CONTENU : la surpêche persistante des dernières décennies a conduit à l’épuisement des stocks, à la réduction des captures obtenues à des coûts de plus en plus élevés. Du fait de cette situation, les pêcheurs ont été exposés à des risques et à des dépenses inutiles et les quantités manquantes ont dû être remplacées par du poisson provenant des importations ou de l’aquaculture.
Afin de remédier à cette situation, la présente communication de la Commission fixe une nouvelle orientation politique en matière de gestion de la pêche dans la Communauté, destinée à accélérer le passage vers un système de gestion à long terme axé sur l’optimisation du potentiel productif des ressources marines vivantes de l’Europe qui ne porte pas atteinte à son utilisation par les générations futures. Ceci est cohérent avec l’objectif de la politique commune de la pêche qui vise à assurer une exploitation des ressources aquatiques vivantes dans des conditions économiques, environnementales et sociales durables, l’adoption progressive d'une démarche de gestion de la pêche fondée sur la notion d'écosystème, les approches intégrées préconisées par la récente stratégie européenne pour l’environnement marin et les travaux préparatoires en vue d’une politique maritime de l’UE.
Au cours des prochaines années, la Commission proposera des plans à long terme visant à ramener tous les principaux stocks de poissons présents dans les eaux communautaires à des niveaux de pêche permettant d’obtenir des rendements maximaux durables (RMD). Pour les stocks gérés de manière conjointe avec des pays tiers, la Communauté cherchera à définir des accords de gestion conjointe poursuivant le même objectif. Les plans seront établis par pêcherie pour les groupes de stocks capturés ensemble.

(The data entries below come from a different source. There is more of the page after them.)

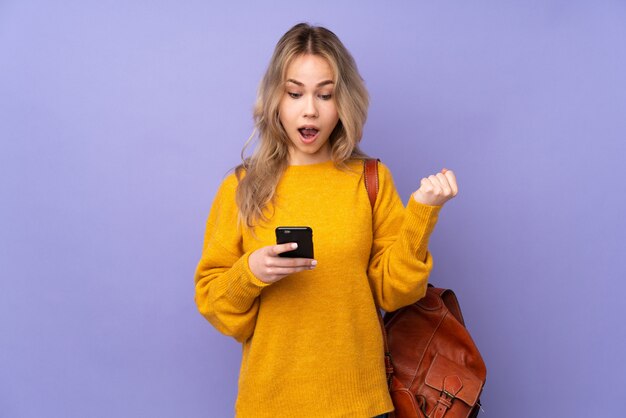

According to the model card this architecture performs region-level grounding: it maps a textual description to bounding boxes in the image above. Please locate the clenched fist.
[413,168,459,206]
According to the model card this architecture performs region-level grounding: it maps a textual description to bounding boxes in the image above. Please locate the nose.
[304,96,318,118]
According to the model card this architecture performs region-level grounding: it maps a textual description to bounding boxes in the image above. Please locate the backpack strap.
[363,158,393,389]
[363,158,380,210]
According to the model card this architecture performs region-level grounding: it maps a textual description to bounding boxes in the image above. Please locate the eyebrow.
[287,78,335,87]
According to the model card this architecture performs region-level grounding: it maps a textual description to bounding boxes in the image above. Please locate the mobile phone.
[276,226,313,258]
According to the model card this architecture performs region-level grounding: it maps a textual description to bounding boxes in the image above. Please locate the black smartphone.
[276,226,313,258]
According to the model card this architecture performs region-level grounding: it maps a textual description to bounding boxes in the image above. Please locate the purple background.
[0,0,626,418]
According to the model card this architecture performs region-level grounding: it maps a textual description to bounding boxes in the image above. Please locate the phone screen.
[276,226,314,258]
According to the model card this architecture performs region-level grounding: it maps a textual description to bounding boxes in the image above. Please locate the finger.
[266,257,317,268]
[428,174,442,195]
[445,169,459,196]
[266,266,315,277]
[437,173,452,196]
[420,177,433,192]
[268,242,298,257]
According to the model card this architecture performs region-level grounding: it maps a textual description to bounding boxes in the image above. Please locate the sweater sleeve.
[368,163,442,311]
[190,175,268,342]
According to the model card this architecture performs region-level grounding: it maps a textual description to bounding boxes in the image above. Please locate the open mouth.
[298,128,320,144]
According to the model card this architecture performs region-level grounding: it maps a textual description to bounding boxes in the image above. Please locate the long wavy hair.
[235,23,369,228]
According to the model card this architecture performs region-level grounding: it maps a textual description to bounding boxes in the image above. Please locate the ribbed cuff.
[216,252,270,310]
[402,196,443,261]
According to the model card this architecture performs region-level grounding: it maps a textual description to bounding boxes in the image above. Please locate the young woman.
[195,24,458,418]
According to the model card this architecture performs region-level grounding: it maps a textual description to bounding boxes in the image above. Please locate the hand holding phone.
[276,226,314,258]
[248,227,317,283]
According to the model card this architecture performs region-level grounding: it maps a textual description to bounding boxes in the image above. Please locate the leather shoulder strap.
[363,158,380,210]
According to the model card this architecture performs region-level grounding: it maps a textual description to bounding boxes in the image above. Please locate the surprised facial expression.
[279,54,339,165]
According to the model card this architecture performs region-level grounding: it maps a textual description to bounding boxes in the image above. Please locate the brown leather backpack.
[365,159,487,418]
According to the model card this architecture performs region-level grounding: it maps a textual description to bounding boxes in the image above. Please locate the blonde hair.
[235,23,369,228]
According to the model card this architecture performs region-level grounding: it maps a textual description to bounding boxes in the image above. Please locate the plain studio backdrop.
[0,0,626,418]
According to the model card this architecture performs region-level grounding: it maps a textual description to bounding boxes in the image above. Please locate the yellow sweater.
[195,161,441,418]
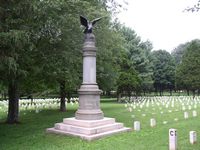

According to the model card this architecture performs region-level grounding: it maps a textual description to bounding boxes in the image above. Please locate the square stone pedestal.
[47,117,131,141]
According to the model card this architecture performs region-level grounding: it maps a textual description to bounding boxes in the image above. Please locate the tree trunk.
[170,88,172,96]
[117,93,122,103]
[60,82,66,112]
[143,90,146,96]
[192,90,195,99]
[159,85,162,96]
[6,80,19,124]
[187,90,190,96]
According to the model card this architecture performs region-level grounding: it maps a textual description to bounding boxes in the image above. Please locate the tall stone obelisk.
[47,16,130,141]
[75,33,103,120]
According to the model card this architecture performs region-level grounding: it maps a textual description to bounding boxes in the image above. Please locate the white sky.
[118,0,200,52]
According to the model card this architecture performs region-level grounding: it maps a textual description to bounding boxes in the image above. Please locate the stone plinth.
[47,25,131,141]
[47,117,131,141]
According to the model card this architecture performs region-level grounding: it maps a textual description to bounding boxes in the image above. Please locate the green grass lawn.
[0,100,200,150]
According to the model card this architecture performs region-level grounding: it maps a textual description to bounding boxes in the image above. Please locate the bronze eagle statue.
[80,16,102,34]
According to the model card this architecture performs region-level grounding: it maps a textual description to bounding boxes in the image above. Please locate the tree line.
[0,0,200,123]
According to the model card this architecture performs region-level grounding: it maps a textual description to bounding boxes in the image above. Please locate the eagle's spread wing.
[92,17,102,26]
[80,16,88,28]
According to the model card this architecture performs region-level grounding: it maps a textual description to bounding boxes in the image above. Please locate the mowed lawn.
[0,100,200,150]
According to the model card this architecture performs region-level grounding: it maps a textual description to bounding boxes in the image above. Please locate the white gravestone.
[150,118,156,127]
[190,131,197,144]
[169,129,177,150]
[192,110,197,117]
[184,112,189,119]
[134,121,140,131]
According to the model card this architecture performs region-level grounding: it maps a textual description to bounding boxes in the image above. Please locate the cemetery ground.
[0,97,200,150]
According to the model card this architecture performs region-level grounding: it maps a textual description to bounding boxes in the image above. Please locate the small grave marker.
[169,129,177,150]
[150,118,156,127]
[134,121,140,131]
[190,131,197,144]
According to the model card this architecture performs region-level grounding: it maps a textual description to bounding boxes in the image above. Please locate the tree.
[119,27,153,95]
[152,50,175,96]
[171,43,188,65]
[0,0,40,123]
[185,0,200,12]
[176,40,200,94]
[117,69,141,100]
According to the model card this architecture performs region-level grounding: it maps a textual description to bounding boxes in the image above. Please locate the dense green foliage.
[0,0,200,123]
[176,40,200,92]
[0,97,200,150]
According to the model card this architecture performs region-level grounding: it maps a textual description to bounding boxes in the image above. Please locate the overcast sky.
[118,0,200,52]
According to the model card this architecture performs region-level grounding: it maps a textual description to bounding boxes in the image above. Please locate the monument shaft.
[75,33,103,120]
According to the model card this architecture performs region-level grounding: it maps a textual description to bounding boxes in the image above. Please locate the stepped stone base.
[47,117,131,141]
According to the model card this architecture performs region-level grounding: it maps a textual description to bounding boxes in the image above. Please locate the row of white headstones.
[0,97,78,113]
[124,96,200,150]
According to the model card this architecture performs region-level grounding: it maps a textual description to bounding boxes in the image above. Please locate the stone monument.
[47,16,131,141]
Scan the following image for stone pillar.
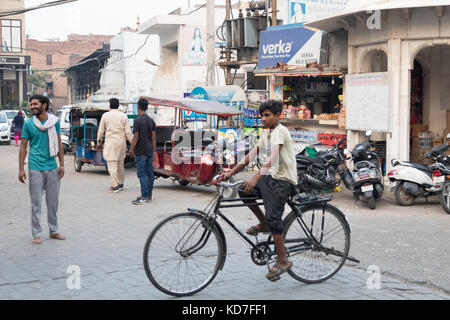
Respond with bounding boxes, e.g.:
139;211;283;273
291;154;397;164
399;41;411;160
386;39;407;171
344;46;360;154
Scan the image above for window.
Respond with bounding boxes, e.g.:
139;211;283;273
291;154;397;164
1;19;22;52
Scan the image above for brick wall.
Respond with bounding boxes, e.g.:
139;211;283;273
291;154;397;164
27;34;113;109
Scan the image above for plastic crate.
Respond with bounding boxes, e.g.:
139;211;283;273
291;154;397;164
317;133;347;147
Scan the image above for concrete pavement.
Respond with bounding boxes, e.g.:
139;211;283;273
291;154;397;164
0;146;450;300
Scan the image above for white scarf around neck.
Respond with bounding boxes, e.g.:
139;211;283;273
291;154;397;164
33;114;59;157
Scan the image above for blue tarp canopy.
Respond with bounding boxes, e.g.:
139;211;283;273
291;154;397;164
142;97;242;117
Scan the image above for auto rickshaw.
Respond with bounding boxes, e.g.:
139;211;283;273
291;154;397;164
70;103;134;172
143;97;242;197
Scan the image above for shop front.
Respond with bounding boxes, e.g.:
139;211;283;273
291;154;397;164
308;1;450;170
0;55;30;108
255;27;346;152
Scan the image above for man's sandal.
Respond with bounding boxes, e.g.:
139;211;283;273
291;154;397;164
266;262;292;282
247;224;271;236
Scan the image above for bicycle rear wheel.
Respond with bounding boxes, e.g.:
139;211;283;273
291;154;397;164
284;205;350;283
144;212;223;297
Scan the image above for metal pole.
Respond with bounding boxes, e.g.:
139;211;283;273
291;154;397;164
272;0;277;26
225;0;232;85
206;0;216;86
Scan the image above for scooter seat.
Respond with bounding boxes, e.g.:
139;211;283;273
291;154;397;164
295;154;323;164
399;161;433;172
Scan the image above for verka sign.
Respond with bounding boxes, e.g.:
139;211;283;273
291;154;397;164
258;27;324;69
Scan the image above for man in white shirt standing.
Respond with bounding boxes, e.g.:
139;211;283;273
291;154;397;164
97;98;132;192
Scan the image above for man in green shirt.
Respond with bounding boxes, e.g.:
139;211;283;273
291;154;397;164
19;95;65;244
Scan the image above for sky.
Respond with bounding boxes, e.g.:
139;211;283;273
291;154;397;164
25;0;230;41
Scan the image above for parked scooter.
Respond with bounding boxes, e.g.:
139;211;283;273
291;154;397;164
296;140;353;194
388;134;450;209
352;130;384;210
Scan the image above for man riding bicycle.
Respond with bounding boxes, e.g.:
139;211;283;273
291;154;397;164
223;100;297;281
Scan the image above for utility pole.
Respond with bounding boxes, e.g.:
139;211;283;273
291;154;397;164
272;0;278;26
225;0;232;85
206;0;216;86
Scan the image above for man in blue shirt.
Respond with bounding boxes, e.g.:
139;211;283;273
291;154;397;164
19;95;66;244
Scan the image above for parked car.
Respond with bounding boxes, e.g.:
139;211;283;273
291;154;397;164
2;110;28;140
0;111;11;144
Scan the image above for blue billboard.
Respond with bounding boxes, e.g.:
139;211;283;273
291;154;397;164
258;26;323;69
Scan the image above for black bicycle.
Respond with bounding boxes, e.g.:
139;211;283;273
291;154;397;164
144;177;359;296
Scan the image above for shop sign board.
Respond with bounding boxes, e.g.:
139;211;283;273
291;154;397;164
345;72;392;132
258;26;324;69
0;56;25;64
289;0;348;23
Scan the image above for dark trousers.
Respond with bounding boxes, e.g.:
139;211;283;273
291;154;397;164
136;155;155;198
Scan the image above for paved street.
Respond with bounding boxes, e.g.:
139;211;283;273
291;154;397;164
0;145;450;300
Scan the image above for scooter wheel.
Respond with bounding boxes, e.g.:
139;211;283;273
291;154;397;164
395;182;416;206
439;181;450;214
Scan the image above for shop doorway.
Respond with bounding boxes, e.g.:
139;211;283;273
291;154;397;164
410;45;450;163
283;76;344;119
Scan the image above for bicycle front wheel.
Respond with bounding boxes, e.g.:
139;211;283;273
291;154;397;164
144;212;223;297
284;205;350;283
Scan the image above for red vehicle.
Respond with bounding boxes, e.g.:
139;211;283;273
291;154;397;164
144;97;241;197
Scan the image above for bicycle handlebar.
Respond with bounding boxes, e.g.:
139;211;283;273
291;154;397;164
212;174;245;188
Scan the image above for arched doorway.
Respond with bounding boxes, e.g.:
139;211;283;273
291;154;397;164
410;45;450;162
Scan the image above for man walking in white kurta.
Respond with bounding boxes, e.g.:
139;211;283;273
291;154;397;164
97;98;132;192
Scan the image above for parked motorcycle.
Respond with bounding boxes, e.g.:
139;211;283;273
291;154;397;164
352;130;384;210
388;134;450;213
296;140;352;194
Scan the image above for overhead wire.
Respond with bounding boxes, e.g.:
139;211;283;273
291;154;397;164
0;0;78;17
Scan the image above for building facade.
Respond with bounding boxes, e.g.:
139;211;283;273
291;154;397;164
90;28;160;102
309;0;450;168
139;5;241;99
0;0;30;108
26;34;113;109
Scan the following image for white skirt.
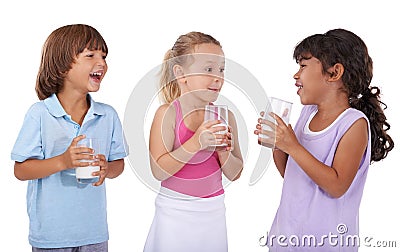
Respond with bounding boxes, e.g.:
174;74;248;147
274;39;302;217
143;187;228;252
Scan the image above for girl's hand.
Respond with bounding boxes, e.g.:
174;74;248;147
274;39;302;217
92;154;109;186
254;112;299;153
192;120;226;150
61;135;94;170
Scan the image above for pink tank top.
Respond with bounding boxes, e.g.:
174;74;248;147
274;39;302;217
161;100;224;198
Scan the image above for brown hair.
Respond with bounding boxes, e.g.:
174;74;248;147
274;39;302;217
35;24;108;100
160;32;221;103
293;29;394;161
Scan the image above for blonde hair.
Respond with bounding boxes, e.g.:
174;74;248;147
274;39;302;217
160;32;222;103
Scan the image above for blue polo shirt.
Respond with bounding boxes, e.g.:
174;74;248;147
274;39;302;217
11;94;128;248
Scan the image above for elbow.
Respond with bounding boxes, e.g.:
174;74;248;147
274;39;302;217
151;167;170;181
327;188;348;199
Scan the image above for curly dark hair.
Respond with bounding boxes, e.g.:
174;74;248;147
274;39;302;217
293;29;394;162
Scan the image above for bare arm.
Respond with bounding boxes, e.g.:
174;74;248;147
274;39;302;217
14;136;93;180
149;104;225;181
272;149;289;178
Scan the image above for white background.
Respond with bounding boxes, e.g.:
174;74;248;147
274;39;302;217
0;0;400;252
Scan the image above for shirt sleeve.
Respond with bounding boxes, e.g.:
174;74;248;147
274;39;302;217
11;105;44;162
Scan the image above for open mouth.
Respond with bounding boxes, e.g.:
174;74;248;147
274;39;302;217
208;88;219;93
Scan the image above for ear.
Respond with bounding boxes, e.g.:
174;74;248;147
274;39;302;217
328;63;344;81
172;65;186;82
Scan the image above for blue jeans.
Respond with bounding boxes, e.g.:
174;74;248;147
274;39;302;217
32;241;108;252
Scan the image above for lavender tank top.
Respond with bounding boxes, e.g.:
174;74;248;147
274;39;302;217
161;100;224;198
266;105;371;252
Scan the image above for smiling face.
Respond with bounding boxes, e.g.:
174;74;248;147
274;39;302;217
180;43;225;103
63;49;107;94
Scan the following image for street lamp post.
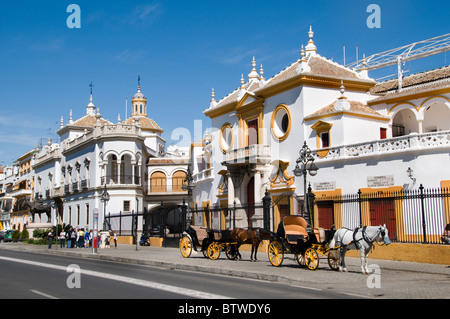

La Commission considère que les principes régissant l’élaboration desdits plans devraient être les suivants:
- assurer la consultation des secteurs concernés, c’est-à-dire des pêcheurs, des consommateurs et de toute autre partie intéressée;
- fonder chaque plan sur des avis scientifiques impartiaux;
- prendre dûment en compte les incidences économiques, sociales et environnementales des mesures proposées;
- établir un taux cible de capture et les moyens pour l’atteindre progressivement, sans chercher à gérer des niveaux de biomasse;
- réduire les effets nuisibles de la pêche sur l’écosystème;
- en cas de stocks habituellement capturés de manière concomitante, prévoir des mesures techniques pour assurer que la pêche des différents stocks soit compatible avec leurs objectifs respectifs;
prévoir éventuellement la possibilité d’exploiter certains stocks en dessous des niveaux RMD afin d’obtenir certains gains de productivité pour d’autres espèces;
- établir les objectifs indépendamment de l’état biologique du stock au moment de l’entrée en vigueur des plans, étant entendu que des mesures de conservation plus strictes pourront être prises dans l’éventualité où la ressource serait plus appauvrie que prévu;
- prévoir des orientations appropriées si, faute de données ou pour d’autres raisons, l’avis scientifique ne permet pas de quantifier les actions requises pour atteindre les conditions du rendement maximal durable;
- réviser périodiquement les plans et leurs objectifs.
L’établissement d’une série complète de plans à long terme visant à atteindre les rendements maximaux durables sera un travail de longue haleine. Comme première étape du processus, la Communauté adoptera, avec effet à compter de 2007, des décisions de gestion assurant la non augmentation du taux de pêche des stocks déjà surexploités. Sans préjudice des autres mesures éventuelles, comme les plans de reconstitution, ce processus sera réalisé en conformité avec le principe de précaution pour réduire les risques d’épuisement des stocks à court terme.